Putting cron jobs into systemd user slices doesn't always work (on Ubuntu 16.04)
As part of dealing with our Ubuntu 16.04 shutdown problem, we now have our systems set up to put all user cron jobs into systemd user slices so that systemd will terminate them before it starts unmounting NFS filesystems. Since we made this change, we've rebooted all of our systems and thus had an opportunity to see how it works in practice in our environment.
Unfortunately, what we've discovered is that pam_systemd
apparently doesn't always work right. Specifically, we've seen some
user cron @reboot
entries create processes that wound up still
under cron.service
, although other @reboot
entries for the same
user on the same machine wound up with their processes in user
slices. When things fail, pam_systemd doesn't log any sort of
errors that I can see in the systemd journal.
(Since no failures are logged, this doesn't seem related to the famous systemd issue where pam_systemd can't talk to systemd, eg systemd issue 2863 or this Ubuntu issue.)

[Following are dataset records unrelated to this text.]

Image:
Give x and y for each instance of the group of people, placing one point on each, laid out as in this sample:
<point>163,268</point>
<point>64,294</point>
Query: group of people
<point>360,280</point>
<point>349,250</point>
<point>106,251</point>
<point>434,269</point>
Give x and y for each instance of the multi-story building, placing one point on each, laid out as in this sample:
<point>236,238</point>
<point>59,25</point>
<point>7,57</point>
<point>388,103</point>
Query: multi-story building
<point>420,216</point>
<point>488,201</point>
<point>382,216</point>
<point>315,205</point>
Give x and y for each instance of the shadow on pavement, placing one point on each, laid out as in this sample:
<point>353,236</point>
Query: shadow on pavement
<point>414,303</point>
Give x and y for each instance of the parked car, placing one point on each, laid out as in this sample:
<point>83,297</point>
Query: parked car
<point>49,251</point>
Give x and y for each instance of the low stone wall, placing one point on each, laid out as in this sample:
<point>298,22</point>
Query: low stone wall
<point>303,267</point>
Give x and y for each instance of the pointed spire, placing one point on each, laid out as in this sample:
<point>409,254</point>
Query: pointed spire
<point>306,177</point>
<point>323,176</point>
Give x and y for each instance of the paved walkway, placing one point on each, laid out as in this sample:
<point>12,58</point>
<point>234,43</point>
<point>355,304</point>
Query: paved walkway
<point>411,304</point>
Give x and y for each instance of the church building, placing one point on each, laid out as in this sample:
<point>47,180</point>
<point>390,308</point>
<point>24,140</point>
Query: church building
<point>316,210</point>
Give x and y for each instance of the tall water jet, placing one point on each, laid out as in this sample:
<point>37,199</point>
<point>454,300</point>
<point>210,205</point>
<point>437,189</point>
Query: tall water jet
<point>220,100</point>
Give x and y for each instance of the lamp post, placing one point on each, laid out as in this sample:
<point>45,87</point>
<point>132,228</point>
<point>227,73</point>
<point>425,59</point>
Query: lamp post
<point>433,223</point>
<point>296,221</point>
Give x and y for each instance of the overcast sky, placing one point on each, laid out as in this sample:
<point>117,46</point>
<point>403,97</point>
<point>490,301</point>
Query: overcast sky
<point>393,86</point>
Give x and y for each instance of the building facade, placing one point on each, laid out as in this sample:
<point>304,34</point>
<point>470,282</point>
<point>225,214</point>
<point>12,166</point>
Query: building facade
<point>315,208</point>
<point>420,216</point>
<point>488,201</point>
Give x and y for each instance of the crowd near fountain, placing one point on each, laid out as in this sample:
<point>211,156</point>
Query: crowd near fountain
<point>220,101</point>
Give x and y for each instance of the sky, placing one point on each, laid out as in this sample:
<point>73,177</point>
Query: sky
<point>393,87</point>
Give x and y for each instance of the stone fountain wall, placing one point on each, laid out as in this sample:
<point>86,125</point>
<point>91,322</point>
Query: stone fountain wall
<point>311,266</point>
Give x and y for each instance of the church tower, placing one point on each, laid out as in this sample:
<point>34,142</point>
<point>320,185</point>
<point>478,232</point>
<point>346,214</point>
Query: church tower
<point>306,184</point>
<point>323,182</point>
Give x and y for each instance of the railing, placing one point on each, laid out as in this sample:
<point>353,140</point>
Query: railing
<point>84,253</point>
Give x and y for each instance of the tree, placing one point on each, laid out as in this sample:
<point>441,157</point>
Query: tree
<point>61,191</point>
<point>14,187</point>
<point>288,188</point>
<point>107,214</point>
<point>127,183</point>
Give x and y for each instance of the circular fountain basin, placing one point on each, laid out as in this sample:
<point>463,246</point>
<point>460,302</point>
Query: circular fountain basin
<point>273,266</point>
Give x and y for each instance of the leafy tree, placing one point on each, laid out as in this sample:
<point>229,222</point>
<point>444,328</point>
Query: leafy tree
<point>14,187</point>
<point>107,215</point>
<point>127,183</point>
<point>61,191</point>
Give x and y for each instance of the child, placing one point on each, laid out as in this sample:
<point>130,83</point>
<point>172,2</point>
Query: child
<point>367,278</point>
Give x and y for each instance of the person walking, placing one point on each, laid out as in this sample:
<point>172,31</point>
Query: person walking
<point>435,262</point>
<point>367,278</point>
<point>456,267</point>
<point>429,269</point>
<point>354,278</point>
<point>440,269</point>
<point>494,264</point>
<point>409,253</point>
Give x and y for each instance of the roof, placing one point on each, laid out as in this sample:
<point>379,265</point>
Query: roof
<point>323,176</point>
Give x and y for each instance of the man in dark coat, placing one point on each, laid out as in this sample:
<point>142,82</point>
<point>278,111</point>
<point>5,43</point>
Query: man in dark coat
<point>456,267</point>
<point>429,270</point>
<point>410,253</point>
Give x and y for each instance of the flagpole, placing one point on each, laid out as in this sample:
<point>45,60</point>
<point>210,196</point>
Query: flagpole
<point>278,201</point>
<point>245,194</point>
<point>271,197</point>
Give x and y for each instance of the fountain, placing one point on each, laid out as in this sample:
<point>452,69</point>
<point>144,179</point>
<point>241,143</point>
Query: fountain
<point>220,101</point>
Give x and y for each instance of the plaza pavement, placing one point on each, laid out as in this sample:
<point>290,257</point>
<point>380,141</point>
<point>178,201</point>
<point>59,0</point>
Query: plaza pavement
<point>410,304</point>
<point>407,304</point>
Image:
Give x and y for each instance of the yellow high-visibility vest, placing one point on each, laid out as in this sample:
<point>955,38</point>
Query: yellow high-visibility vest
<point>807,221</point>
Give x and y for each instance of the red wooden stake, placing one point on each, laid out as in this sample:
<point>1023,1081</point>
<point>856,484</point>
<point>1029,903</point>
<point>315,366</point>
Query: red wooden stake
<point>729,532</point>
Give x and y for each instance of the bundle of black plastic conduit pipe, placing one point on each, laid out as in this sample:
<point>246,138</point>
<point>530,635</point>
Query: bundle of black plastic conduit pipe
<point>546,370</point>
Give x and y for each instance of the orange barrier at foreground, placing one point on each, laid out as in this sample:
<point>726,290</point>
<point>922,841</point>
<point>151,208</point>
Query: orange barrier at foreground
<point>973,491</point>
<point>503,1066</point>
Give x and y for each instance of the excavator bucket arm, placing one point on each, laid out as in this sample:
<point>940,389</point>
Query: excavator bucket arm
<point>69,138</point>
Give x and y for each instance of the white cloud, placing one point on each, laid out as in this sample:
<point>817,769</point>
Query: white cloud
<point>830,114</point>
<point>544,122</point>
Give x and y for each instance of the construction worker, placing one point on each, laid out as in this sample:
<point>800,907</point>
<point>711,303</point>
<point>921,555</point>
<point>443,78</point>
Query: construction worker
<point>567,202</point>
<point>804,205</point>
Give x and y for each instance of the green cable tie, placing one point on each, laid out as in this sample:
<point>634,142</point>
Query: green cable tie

The pam_systemd source code
isn't very long and doesn't do very much itself. The most important
function here appears to be pam_sm_open_session
, and reading
the code I can't spot a failure path that doesn't cause pam_systemd
to log an error. The good news is that turning on debugging for
pam_systemd doesn't appear to result in an overwhelming volume
of extra messages, so we can probably do this on the machines where
we've seen the problem in the hopes that something useful shows up.
(It will probably take a while, since we don't reboot these machines very often. I have not seen or reproduced this on test machines, at least so far.)
Looking through what 'systemctl list-dependencies
' with various
options says for cron.service, it's possible that we need an explicit
dependency on systemd-logind.service
(although systemd-analyze
on one system says that systemd-logind started well before crond).
In theory it looks like pam_systemd should be reporting errors
if systemd-logind hasn't started, but in practice, who knows. We
might as well adopt a cargo cult 'better safe than sorry' approach
to unit dependencies, even if it feels like a very long shot.
(Life would be simpler if systemd had a simple way of discovering the relationship, if any, between two units.)
|
|